Derno Giorgetti “SILENZIO E RIFLESSIONE PER AGIRE CON SAGGEZZA”

XXIII Domenica del Tempo Ordinario (Anno C)  (04/09/2022)

Vangelo: Lc 14,25-33 

Fin dall’inizio, Gesù si esprime con una martellante sentenza: «Non può essere mio discepolo». Chi?

Colui che non “odia” suo padre e la madre… Dice proprio così il testo. Il verbo greco significa “odiare”, “disprezzare”, ma al di là del greco vi è un’espressione semita per cui questo verbo significa “posporre”. Il Cristo ci ricorda che non dobbiamo amare i familiari, gli amici più di Lui. Essi sono il nostro prossimo, è vero, ma l’amore nei loro confronti dobbiamo subordinarlo a quello del Maestro. In molte circostanze, per fare la volontà di Dio, occorre tagliare e purificare i nostro affetti più sani. Anche questo fa parte della “croce”.

Seguono due parabole (vv. 28-32): molte di esse sono paradossali perché vogliono richiamare l’attenzione della gente e spingerla a riflettere. Nel primo esempio si parla di una persona che deve costruire una torre. Di che torre si tratta? La torre (pýrgos) può essere una torre di guardia nei campi (come in Lc 13,4) o una casa privata a tre piani: quest’ultimo è il nostro caso, perché qui si parla di gettare le fondamenta di una costruzione visibile a tutti. Quindi prima di tutto dobbiamo sederci e calcolare la spesa; non serve la fantasia o il buon cuore. Inoltre non dimentichiamo il tema della meritata “vergogna” per chi inizia e non finisce di costruire.
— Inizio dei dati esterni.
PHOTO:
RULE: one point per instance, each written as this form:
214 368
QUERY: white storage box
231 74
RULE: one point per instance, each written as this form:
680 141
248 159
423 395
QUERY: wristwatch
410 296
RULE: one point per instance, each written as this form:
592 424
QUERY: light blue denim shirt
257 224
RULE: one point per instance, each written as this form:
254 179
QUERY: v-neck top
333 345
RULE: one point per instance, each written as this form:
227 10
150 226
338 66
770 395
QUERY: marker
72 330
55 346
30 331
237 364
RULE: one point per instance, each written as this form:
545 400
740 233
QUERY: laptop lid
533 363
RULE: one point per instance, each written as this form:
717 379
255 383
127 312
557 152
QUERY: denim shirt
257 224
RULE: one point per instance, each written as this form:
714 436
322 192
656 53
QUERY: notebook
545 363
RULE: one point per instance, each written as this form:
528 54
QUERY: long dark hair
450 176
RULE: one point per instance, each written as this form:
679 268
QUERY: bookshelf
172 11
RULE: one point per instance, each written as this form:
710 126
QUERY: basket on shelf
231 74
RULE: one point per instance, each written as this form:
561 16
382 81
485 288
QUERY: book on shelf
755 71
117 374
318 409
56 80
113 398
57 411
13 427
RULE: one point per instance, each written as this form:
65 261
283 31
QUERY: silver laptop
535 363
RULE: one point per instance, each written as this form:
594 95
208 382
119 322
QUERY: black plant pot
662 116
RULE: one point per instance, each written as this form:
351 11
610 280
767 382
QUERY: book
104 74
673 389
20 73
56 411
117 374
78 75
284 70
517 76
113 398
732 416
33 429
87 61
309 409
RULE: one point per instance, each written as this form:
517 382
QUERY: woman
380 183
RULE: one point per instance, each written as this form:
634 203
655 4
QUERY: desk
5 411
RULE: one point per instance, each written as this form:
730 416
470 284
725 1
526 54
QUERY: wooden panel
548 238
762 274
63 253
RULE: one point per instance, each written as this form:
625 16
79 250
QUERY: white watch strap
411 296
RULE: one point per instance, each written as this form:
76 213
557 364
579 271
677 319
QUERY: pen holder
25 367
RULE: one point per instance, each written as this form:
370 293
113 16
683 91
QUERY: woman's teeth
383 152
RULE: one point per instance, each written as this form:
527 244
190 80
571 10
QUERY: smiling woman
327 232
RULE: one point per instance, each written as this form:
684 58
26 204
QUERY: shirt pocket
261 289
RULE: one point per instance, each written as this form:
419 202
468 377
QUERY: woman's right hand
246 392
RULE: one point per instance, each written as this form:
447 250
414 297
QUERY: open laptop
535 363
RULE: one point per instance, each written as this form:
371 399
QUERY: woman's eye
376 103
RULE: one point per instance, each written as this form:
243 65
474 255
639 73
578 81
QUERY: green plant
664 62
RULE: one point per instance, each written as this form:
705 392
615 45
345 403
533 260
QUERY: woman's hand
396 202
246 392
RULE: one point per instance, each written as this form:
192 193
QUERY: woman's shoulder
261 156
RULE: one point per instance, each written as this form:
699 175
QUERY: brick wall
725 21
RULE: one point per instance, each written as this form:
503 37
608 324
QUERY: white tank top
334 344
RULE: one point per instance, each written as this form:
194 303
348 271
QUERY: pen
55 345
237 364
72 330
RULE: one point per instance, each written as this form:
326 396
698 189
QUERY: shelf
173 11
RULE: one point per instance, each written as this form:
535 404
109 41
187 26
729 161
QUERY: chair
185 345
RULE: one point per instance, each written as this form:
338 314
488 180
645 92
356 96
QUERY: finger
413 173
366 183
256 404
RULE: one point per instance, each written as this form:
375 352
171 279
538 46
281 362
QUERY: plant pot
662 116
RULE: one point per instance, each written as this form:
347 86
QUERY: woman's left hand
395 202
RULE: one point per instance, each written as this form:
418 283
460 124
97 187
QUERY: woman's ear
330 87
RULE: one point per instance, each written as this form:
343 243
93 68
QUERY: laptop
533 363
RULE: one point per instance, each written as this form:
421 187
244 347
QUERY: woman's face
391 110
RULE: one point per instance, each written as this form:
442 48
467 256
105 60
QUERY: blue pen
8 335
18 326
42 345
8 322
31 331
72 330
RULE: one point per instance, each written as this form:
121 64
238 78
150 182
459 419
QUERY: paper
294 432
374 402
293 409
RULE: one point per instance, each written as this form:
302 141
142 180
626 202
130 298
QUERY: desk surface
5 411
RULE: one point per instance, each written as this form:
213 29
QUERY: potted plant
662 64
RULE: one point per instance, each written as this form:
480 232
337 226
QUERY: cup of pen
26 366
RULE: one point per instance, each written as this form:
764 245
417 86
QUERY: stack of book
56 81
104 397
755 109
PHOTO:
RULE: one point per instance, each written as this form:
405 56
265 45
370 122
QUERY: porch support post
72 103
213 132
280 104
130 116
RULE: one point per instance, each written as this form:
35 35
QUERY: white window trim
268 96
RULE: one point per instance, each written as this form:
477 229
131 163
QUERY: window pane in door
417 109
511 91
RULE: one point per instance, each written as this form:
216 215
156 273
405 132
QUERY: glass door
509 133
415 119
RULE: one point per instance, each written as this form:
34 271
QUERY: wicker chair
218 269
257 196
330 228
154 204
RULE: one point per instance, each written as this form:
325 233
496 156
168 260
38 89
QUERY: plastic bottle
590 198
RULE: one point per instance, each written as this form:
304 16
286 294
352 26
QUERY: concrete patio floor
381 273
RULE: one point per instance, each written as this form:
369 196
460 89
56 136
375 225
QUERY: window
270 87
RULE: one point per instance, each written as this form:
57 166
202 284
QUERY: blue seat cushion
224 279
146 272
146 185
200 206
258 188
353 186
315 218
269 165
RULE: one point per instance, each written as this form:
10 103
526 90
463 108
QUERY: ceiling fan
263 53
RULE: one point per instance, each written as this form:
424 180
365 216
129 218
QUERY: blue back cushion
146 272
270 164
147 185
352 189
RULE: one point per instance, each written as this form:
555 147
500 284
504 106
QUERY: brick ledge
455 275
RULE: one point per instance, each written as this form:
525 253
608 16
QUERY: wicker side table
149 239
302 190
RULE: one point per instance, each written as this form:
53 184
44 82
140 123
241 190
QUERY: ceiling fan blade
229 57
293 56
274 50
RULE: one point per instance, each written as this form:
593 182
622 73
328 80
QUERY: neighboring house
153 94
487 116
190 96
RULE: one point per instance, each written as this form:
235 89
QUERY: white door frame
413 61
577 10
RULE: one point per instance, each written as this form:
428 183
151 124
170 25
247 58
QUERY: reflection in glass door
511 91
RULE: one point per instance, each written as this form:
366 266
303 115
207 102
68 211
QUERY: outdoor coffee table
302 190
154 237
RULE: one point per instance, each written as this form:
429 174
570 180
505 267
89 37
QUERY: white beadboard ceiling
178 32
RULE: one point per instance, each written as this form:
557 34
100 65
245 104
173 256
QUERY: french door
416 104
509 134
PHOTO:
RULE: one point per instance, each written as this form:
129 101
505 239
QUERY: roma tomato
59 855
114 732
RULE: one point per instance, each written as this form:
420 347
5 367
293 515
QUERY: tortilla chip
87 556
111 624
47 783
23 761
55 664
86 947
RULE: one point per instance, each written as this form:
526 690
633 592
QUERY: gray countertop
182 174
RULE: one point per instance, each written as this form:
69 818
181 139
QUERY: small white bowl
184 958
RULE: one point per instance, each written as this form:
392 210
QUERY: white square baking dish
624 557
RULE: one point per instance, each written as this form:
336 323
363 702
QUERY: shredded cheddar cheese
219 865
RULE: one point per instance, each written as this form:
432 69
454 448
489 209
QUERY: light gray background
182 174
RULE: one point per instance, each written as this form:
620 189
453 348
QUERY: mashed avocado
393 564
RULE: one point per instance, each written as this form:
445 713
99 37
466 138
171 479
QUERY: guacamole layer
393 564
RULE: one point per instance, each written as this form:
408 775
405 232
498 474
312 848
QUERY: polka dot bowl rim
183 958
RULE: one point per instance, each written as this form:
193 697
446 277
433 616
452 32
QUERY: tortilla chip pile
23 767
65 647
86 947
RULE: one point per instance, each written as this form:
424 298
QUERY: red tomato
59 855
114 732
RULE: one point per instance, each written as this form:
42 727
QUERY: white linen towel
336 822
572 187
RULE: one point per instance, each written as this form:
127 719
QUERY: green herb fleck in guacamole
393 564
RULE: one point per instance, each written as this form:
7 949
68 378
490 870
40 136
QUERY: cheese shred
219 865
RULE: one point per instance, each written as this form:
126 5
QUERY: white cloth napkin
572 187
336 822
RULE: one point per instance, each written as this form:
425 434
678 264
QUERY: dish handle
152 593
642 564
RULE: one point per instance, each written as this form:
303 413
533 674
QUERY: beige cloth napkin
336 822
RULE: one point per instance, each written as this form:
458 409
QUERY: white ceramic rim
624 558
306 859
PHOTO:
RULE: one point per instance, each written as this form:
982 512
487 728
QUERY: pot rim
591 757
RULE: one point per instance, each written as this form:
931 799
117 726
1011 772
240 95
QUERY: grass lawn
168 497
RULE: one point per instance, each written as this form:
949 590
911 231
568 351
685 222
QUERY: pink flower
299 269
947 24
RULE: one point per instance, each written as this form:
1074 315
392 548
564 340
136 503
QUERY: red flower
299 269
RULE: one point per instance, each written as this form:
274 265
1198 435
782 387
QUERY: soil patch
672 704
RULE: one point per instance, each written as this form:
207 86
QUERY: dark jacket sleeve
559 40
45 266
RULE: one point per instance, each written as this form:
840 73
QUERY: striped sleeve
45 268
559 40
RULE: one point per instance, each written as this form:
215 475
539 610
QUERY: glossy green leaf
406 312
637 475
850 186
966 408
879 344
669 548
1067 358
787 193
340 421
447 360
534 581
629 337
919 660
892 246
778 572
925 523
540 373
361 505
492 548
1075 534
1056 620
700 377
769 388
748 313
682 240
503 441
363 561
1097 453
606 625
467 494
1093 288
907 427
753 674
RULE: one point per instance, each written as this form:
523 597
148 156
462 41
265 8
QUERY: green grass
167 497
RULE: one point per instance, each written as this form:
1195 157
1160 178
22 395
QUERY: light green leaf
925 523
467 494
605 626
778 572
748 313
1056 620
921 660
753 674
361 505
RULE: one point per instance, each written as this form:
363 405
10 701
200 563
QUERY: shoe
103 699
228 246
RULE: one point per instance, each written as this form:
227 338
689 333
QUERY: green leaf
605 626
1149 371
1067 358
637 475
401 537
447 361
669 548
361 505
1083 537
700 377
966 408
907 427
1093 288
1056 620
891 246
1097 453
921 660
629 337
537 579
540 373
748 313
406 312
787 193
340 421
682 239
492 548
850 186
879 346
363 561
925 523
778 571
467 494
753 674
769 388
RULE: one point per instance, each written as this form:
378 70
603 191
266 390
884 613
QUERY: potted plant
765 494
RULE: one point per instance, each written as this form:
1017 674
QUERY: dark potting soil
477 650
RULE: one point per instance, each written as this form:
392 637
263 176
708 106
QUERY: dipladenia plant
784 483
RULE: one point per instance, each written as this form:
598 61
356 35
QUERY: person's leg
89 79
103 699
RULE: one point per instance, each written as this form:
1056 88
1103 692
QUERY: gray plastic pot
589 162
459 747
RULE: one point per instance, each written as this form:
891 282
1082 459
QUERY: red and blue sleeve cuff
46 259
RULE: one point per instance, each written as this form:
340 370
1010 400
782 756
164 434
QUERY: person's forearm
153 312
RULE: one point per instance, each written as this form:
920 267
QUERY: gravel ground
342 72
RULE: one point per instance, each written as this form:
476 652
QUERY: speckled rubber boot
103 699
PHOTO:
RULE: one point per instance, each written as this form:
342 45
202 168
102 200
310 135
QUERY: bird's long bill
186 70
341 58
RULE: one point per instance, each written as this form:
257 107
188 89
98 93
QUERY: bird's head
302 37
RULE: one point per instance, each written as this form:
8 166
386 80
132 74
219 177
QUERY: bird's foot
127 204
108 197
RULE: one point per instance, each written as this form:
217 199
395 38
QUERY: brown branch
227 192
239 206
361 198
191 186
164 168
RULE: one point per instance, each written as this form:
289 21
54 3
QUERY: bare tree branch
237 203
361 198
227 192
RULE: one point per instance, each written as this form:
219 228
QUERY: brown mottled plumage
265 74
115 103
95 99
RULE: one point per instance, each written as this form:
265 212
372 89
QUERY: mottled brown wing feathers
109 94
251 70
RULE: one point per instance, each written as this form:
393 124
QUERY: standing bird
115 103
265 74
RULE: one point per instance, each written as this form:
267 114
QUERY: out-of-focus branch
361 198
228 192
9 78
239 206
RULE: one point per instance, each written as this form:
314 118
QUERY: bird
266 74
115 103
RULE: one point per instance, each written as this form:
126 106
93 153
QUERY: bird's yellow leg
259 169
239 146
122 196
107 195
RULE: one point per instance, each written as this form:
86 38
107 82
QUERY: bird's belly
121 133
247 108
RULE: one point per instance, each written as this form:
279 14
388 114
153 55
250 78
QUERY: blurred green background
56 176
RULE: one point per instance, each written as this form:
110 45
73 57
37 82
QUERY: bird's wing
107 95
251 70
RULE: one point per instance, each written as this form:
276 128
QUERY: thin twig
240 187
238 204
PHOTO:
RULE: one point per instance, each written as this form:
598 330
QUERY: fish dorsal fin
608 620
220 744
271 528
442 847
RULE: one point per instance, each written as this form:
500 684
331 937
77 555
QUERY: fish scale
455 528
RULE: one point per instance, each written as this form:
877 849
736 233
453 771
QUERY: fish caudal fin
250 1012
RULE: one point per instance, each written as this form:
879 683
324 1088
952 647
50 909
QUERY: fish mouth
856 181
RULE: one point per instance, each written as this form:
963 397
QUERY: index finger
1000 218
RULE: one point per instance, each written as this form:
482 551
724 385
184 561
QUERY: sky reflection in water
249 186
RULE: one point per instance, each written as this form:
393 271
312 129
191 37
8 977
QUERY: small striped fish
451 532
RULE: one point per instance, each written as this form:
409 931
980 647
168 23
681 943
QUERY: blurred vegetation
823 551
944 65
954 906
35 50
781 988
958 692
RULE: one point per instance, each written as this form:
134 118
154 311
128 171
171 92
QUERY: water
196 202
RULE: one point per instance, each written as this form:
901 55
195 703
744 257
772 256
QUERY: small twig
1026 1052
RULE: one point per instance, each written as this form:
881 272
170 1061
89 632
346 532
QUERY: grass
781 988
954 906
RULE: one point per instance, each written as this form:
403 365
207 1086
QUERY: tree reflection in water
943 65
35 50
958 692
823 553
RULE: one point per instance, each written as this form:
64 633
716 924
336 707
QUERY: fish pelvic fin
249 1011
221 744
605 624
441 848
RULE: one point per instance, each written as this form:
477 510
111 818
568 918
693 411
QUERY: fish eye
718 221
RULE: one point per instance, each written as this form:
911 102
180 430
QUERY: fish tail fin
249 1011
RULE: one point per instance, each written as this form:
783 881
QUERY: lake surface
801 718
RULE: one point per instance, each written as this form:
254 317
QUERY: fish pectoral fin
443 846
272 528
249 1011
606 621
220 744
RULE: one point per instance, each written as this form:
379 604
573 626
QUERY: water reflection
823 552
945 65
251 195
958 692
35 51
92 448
Da noi, in Italia, troviamo più frequentemente case abbandonate, nei Paesi poveri ci sono case progettate per essere di grandi dimensioni, ma poi sono state ridotte per motivi economici. Gesù di Nazaret ci esorta a fare qualcosa, con intelligenza, con amore e perseveranza.

Nel secondo caso Gesù fa l’esempio di un re che parte in guerra con 10mila uomini contro un altro re che ne ha 20mila, perciò prima esamina se può farcela. Certo che la guerra, sia guerra lampo o guerra impantanata, è sempre guerra: distruzione e morte. Nella guerra attuale si parla già di 10/15 mila soldati che hanno perso la vita. Sederci, calcolare, riflettere: di tutto questo abbiamo molto bisogno. Pensiamo alla nostra vita spirituale: quanta poca preghiera, pochi ritiri, incontri e letture formative. E poco silenzio. Come applicare questo Vangelo alla nostra comunità cristiana? Quanti calcoli e riflessioni per gli scienziati, i politici, gli organizzatori di qualsiasi attività…

Sederci, ma per agire con più saggezza e Spirito Santo. A volte non si può aspettare tanto. Adesso, per esempio, si devono prendere delle decisioni sulla crisi energetica.

Non si può rimandare, perché la crisi ci tocca da vicino e mette a rischio 120 mila imprese italiane.